Metadata-Version: 2.1
Name: plinkformatter
Version: 0.1.74
Summary: 
Author: nick-sebasco
Author-email: nicksebasco.jax@gmail.com
Requires-Python: >=3.9,<4.0
Classifier: Programming Language :: Python :: 3
Classifier: Programming Language :: Python :: 3.9
Classifier: Programming Language :: Python :: 3.10
Classifier: Programming Language :: Python :: 3.11
Classifier: Programming Language :: Python :: 3.12
Requires-Dist: joblib (>=1.4.2,<2.0.0)
Requires-Dist: numpy (>=1.26.4,<2.0.0)
Requires-Dist: pandas (>=2.2.2,<3.0.0)
Requires-Dist: pyarrow (>=21.0.0,<22.0.0)
Requires-Dist: pytest (>=8.2.2,<9.0.0)
Requires-Dist: scipy (>=1.13.1,<2.0.0)
Description-Content-Type: text/markdown

# PLINKFORMMATER

This repository is designed to transform genotype data from the Muster SNPs/download endpoint into PLINK-compatible data, which can then be processed by PyLMM. The primary aim is to facilitate genomic data transformation for linear mixed models. This tool should, in theory, also work with GEMMA and other software that consumes standard PLINK file formats, though it has been primarily tested with PyLMM.

## Getting Started

### Prerequisites
To use this repository, you must have the following dependencies installed:

+ Python 3.8 or above
+ PLINK 2.0
+ Poetry

**Install dependencies**:
```
poetry install
```

**Activate virtual environment**:
```
poetry shell
```

**Install PLINK**: 

You can download PLINK from the [official website](https://www.cog-genomics.org/plink/2.0/). Ensure the PLINK executable is in your system's PATH, or you can specify the path to the PLINK binary in your environment settings.
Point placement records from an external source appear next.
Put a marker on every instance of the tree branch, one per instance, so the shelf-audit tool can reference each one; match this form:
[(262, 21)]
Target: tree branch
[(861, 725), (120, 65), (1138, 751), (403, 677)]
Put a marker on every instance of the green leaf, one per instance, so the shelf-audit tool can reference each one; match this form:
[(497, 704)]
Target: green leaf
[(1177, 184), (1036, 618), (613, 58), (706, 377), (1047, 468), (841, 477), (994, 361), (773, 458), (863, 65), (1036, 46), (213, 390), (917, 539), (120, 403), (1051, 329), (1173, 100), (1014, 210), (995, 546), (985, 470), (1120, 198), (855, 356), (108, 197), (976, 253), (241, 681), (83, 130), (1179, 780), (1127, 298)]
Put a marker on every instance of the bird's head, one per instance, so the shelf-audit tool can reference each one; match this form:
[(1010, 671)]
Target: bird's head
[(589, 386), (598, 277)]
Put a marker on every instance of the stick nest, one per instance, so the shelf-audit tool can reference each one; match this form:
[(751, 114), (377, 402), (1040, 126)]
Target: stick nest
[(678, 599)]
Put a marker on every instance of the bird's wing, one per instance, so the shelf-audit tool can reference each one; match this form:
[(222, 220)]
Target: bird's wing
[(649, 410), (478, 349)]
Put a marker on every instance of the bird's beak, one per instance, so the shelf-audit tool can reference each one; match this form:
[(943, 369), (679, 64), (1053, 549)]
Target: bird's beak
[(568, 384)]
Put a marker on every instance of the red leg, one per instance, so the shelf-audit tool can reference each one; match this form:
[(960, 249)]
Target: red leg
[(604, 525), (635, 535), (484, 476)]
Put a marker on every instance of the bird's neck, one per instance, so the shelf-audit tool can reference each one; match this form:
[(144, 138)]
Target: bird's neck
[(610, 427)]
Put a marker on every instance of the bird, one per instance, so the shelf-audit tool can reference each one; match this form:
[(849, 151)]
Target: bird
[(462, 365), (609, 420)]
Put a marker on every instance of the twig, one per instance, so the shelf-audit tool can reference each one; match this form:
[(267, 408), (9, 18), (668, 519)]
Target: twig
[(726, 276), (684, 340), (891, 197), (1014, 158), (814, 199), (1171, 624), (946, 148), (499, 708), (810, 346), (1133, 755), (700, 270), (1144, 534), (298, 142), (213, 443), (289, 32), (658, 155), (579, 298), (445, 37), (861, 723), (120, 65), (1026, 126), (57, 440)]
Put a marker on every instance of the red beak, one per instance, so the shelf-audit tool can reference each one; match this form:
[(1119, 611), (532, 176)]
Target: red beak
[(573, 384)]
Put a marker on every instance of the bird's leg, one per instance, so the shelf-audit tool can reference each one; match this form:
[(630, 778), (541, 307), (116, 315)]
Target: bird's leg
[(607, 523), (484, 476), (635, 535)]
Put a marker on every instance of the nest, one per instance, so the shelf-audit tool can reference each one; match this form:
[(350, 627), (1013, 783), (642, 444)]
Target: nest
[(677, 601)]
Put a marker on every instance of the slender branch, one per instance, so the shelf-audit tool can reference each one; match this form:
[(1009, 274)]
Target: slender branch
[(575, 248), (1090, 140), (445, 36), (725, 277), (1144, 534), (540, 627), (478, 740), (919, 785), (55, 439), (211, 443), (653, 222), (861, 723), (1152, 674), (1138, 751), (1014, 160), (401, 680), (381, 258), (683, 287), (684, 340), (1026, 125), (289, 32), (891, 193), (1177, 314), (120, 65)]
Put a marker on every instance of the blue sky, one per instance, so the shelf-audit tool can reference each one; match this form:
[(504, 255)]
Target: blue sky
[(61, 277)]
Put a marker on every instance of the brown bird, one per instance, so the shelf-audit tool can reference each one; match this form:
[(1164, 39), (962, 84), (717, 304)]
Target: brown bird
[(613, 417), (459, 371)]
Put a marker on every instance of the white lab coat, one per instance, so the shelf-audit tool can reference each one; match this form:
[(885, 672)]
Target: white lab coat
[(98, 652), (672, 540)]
To verify PLINK installation, run:
```
plink2 --version
```

## Tests

To run tests run the following command:
```
pytest -s tests
```

## Publishing to Pypi

0. Update version

```
poetry version patch
```

1. Build any changes

```
poetry build
```

2. Set the correct PyPI repository URL

```
poetry config repositories.pypi https://upload.pypi.org/legacy/
```

3. Set API token

```
poetry config pypi-token.pypi pypi-YourActualTokenHere
```

4. Publish

```
poetry publish
```

## TODO

### Software decisions
+ [] operating on measure directory is inferior pattern than operating on a list of MeasureInput
    dataclass objects.  MeasureInputs have a localfile attribute thus they could exist in any folder it wouldn't matter.  this also prevents the need for creating an unecessary measure_id folder.

### Differences from Hao's R code:

+ [] Sanity check that I am using same ped & map files, because how are our kinship matrices different if we are using 
    the same pylmm kinship function?
+ [] Double check that DO pathway still works even with code changes.